I fully realize that writing this may open me to some who would shout PC nazi or some such banality. But, there are reasons for such use. People first language implies that a person has a disability (or some other attribute), not that a person is wholly defined by that disability(or attribute). I, in no way wish to suggest that anyone consciously is implying the later. It may seem a small and quibbling point to many reading this, but it does make a difference. If not to the person you speak to, then to how you sound.

This is an interesting article, thanks for posting it.
posted by edgeways at 10:21 AM on September 29, 2005

Agregoli, is it not possible that some might get a sense of joy from it - a sense of having a special purpose that can only be fulfilled by virtue of the disability?

Martin: "I love the reaction people have when I make a tackle," says Martin, "like it’s impossible for me do it. I prove them wrong."
posted by RMALCOLM at 10:34 AM on September 29, 2005

I'm sure it does give some people a sense of joy - I've heard plenty though that say it makes them feel awful, and I think I'd feel that way too. I don't want my very existance and daily life to be an inspiration to anyone - that's not why I'm here. I'm more than that.

Good read example says it better than I can.
posted by agregoli at 10:58 AM on September 29, 2005

Excellent post! I forwarded it on to my Dad who runs and coaches the local football youth league near Jacksonville. He also covers local high school sports (and sometimes Jaguars games) for the local paper.
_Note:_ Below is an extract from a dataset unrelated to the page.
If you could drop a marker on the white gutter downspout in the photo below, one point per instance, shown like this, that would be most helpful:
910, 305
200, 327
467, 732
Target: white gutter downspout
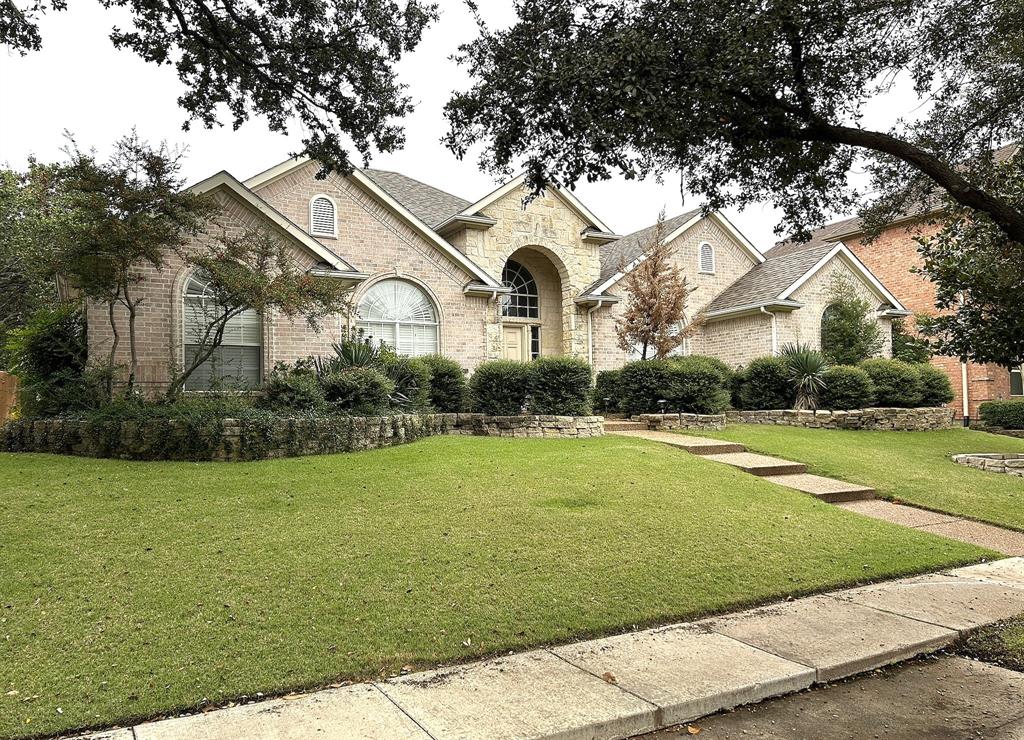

He wrote a great (maybe peripherally-related) article on a local kid.
posted by ObscureReferenceMan at 10:59 AM on September 29, 2005

Bueller:LOL!! I, too, thought shmegegge's post was a little, er, weird.

Seriously, though, I don't understand how this kid can play football. I was a starting guard on the offensive line(to readers who don't know American football, this means that it would sometimes be my job to "block" the person playing noseguard. Depending on the type of play the offense was trying to execute, this could mean either trying to run the noseguard over so that the quarterback or running back could run the ball upfield without being tackled, or if it was a passing play, to prevent the noseguard from tackling our quarterback before he threw the pass) for our high school varsity team, which is to say that I'm no athletic superstar but I have good knowledge of the techniques and mechanics involved in the game. If I were blocking this guy, I'd hit him with a forearm in the helmet coming out of a three point stance on every single play. He'd tip over backwards. Or simply dive right at his head with my forearms extended, knock him over and land on top of him. An opposing coach would be foolish not to run the ball straight up the middle 90% of the time. Draw plays and traps all day long.

Does anyone who's played football have any thoughts?
posted by MjrMjr at 11:07 AM on September 29, 2005

Whoops. Sorry about the tackle vs. block mixup. I don't watch a lot of football.